El problema es que, por más que se quiera invertir la pirámide, la política no se hace sin poder. Y el riesgo de romantizar el discurso es construir una narrativa que suene bien, emocione, pero no transforme.
Monteverde propone una imagen potente: “Hoy hay una pirámide donde muy pocos deciden por todos, nosotros queremos invertirla y darle más poder al vecino”. Una frase que parece tomar nota del hartazgo social con la representación, la distancia con la política, la desafección electoral. Pero lo hace desde un lugar institucional: una banca en el Concejo, una silla en la Convención, un lugar de poder. El gesto no es menor. ¿Se puede hablar de horizontalidad desde arriba? ¿O es una forma elegante de apropiarse del malestar?
Entre las virtudes que destaca, Monteverde menciona la creación de un capítulo de “Poder Ciudadano”, con nuevas herramientas de participación. Pero la pregunta inevitable es si esas herramientas permitirán incidir realmente en las decisiones del poder o si se limitarán a generar instancias de escucha sin consecuencias. La participación sin poder efectivo es apenas un espejismo: se abre la puerta a la palabra, pero no a la decisión.

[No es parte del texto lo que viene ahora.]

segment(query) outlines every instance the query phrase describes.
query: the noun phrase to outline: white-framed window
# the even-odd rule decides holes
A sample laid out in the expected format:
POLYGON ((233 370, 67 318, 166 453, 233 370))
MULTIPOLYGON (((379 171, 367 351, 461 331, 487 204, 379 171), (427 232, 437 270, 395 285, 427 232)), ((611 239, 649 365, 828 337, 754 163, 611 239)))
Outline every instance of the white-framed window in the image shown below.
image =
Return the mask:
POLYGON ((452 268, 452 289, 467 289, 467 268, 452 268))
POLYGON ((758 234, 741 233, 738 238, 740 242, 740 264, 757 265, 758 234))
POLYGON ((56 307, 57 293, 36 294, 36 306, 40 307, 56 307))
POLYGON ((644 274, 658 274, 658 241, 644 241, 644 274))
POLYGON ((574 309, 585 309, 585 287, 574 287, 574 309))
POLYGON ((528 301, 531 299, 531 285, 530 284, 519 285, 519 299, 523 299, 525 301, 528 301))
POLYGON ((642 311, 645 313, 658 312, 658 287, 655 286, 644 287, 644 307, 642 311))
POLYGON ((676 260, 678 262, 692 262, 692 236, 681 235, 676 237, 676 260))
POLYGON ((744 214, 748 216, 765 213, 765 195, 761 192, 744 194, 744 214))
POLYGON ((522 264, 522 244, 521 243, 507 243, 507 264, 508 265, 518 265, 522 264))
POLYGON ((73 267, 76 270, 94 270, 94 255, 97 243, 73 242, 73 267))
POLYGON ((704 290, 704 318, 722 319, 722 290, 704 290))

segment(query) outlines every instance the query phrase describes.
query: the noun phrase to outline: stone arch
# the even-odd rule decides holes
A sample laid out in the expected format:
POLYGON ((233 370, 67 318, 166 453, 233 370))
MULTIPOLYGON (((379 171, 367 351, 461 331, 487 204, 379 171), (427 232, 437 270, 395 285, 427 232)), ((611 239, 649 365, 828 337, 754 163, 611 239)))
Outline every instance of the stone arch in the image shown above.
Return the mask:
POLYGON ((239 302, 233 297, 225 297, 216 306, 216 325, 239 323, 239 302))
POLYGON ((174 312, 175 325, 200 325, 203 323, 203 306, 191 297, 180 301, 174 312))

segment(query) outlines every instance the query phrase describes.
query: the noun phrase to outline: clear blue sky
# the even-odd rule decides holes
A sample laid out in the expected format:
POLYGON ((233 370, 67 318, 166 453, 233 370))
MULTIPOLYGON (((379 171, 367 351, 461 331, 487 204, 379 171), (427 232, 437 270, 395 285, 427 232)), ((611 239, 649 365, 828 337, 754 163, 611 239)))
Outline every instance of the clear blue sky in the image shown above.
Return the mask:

Más ambicioso aún es el artículo que establece el derecho a una vivienda y obliga constitucionalmente a los gobiernos futuros a implementar planes para que los inquilinos se conviertan en propietarios. Una idea tan loable como peligrosa si no está respaldada por un plan, un presupuesto, una política sostenida. Constitucionalizar el deseo no garantiza su cumplimiento. Y convertirlo en mandato sin recursos puede derivar en una frustración institucionalizada.
En el fondo, Monteverde intenta despegarse del núcleo duro de la discusión reformista —la reelección del gobernador, la duración de los mandatos— y posicionarse como el reformador ético, el que quiere hablar de sueños y no de cargos. Pero incluso eso es política. Es también una forma de construir liderazgo, de ocupar un lugar simbólico en la escena, de disputar sentido. El gesto de superioridad moral puede convertirse, sin quererlo, en una forma sutil de personalismo.
La reforma constitucional no puede ser una carta de buenas intenciones ni una declaración de principios abstracta. Debe ser una herramienta concreta para organizar el conflicto social, redistribuir el poder y garantizar derechos en condiciones materiales reales. El discurso de Monteverde emociona, pero no necesariamente transforma. La pirámide, por más que se la nombre al revés, sigue siendo una pirámide si las bases no deciden y los de arriba siguen escribiendo.